Biographie

Polvo

Polvo est le petit frère oublié des années 90, qui n'en fut pas moins un membre actif de la scène indie rock / noise aux Etats-Unis (dans l'ombre de formations comme Sonic Youth ou Pavement) et un des fondateurs de ce qu'on appelle désormais le math-rock.
Formé en 1990, le quartet américain poursuit son petit bonhomme de chemin entre 7" et EP's aux critiques favorables avant de bouger à Chicago et de signer sur le label Touch & Go (qui a également signé, parmi une longue liste: Slint, Don Caballero, Yeah Yeah Yeahs, TV on The Radio ou encore The Jesus Lizard) en 1996. La maison de disques sort le premier album du groupe, Exploded Drawing, qui mêle aux distorsions crasseuses et aux rythmiques envolées des sonorités asiatiques. Alors que le combo comment à gagner en notoriété, les membres se séparent en 1997, juste après avoir sorti Shapes.

11 ans plus tard, Polvo se reforme pour un show au festival All Tomorrow's Parties. Dans la foulée, le groupe rejoue ensemble et sort en 2009 un nouvel album, In Prism, qui reprend les choses là où elles s'étaient arrêtées avant le hiatus.

Chronique

In Prism ( 2009 )

Après 12 ans d'absence, Polvo se dégèle et contemple une scène qu'ils avaient délaissé alors en plein succès. La tableau est flatteur: 2009 est sans doute l'année la plus stylée 90's de la décennie. Dinosaur Jr s'est reformé et, depuis, semble sortir leur meilleurs albums. Sonic Youth a adouci ses mélodies mais continue de faire mouche, The Eternal étant sans doute leur sortie la plus inspirée depuis un bout de temps. Last but not least, Pavement a annoncé sa reformation. Cette touche de nostalgie, qui nous ramène une bonne quinzaine d'années en arrière, où l'on pouvait savoir à peine jouer et tout de même faire des tubes rien qu'avec une disto crasseuse et une désinvolture feinte, tombe à point nommé pour accueillir In Prism et (re)découvrir Polvo.

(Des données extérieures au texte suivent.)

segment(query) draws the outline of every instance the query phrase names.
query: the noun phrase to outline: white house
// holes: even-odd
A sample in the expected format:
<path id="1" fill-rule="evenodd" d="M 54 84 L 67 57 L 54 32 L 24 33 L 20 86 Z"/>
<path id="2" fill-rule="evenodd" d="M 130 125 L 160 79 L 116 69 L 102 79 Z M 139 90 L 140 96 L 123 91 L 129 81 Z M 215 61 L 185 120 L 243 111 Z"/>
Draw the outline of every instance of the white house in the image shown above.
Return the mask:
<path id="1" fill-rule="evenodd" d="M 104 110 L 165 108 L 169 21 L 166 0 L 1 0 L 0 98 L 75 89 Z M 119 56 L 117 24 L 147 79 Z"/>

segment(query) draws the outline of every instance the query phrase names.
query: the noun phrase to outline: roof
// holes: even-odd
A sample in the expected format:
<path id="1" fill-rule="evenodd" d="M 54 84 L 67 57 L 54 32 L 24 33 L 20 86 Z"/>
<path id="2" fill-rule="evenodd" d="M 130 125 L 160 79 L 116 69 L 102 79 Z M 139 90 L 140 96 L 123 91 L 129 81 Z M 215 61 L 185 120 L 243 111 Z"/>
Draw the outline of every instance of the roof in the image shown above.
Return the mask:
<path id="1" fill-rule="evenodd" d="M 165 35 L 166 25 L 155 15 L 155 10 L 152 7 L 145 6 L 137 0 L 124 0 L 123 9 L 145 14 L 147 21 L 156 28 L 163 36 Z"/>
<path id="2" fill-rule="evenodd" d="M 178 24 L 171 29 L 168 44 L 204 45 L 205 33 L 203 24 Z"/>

A vrai dire, le combo a mené un travail de fond, au milieu des années 90 en s'acoquinant avec Touch&Go et la scène nord-est américaine. Une influence sous-jacente qui a touché pas mal de groupes au début du siècle et que le groupe se réapproprie avec une certaine euphorie sur In Prism. A la manière d'un Yo La Tengo, Polvo c'était avant-tout le mélange des genres. A l'indie rock distordu qui allait bien à cette époque, venaient s'ajouter des sonorités orientales et une manière de jouer sur les rythmes qui évoquent désormais les début du math-rock en tant que genre propre. Et si, de Chicago, Slint s'est déjà fait son nom, c'est maintenant au tour de Polvo de se montrer. Car, loin de s'éloigner de ce qui faisait la recette du groupe, In Prism reprend là où le groupe s'était arrêté et confirme efficacement son potentiel.
Entre mélodies légères et basse ronde ("City Birds"), entre rythmiques nerveuses ("The Pedlar") et expérimentations plus éthérées (la superbe "Lucia" et son break en montée à mélodie claire sur fond de percussions), les  compositions empruntent mille détours, ne cédant jamais à la facilité. Les morceaux progressent et prennent le temps de se densifier pour, au final, fournir une matière dynamique à l'intérêt toujours renouvelé.

En réservant peu d'égards au cadre de ses morceaux (qui durent le temps qu'ils doivent, ni plus ni moins) au profit d'un attachement plus minutieux à leur construction, Polvo façonne toujours ses morceaux de manière à ce qu'une mélodie soit mise en valeur par les riffs environnants. De la légèreté de certains airs- "Dream Residue/Work"- surgira alors une chappe de notes distordues qui viendra appuyer les couplets. Cette manière d'agir, très libre, donne de petits bijoux comme le stylé "Beggar's Bowl" au rythme syncopé à la "Another One Bites The Dust" (qui met en valeur le travail rythmique de Brian Quast) et à l'ébouriffant solo à mi-parcours ou encore "Lucia", ballade sensible de 8 minutes qui prend son envol sur son pont, en guise de point d'orgue d'un In Prism cohérent de bout en bout.

En 40 minutes, Polvo arrive, assez étonnament, à gommer 12 ans de hiatus et à se rappeler à la mémoire collective. Dire qu'on n'attendait pas un album aussi énergique et abouti est un euphémisme. Loin de sonner suranné, il remet à la mode un groupe et un état d'esprit inventif qui est la parfaite assimilation de ce qui se faisait de mieux dans les années 90. Et qui lui ouvre la porte des années 2000 par la même occasion.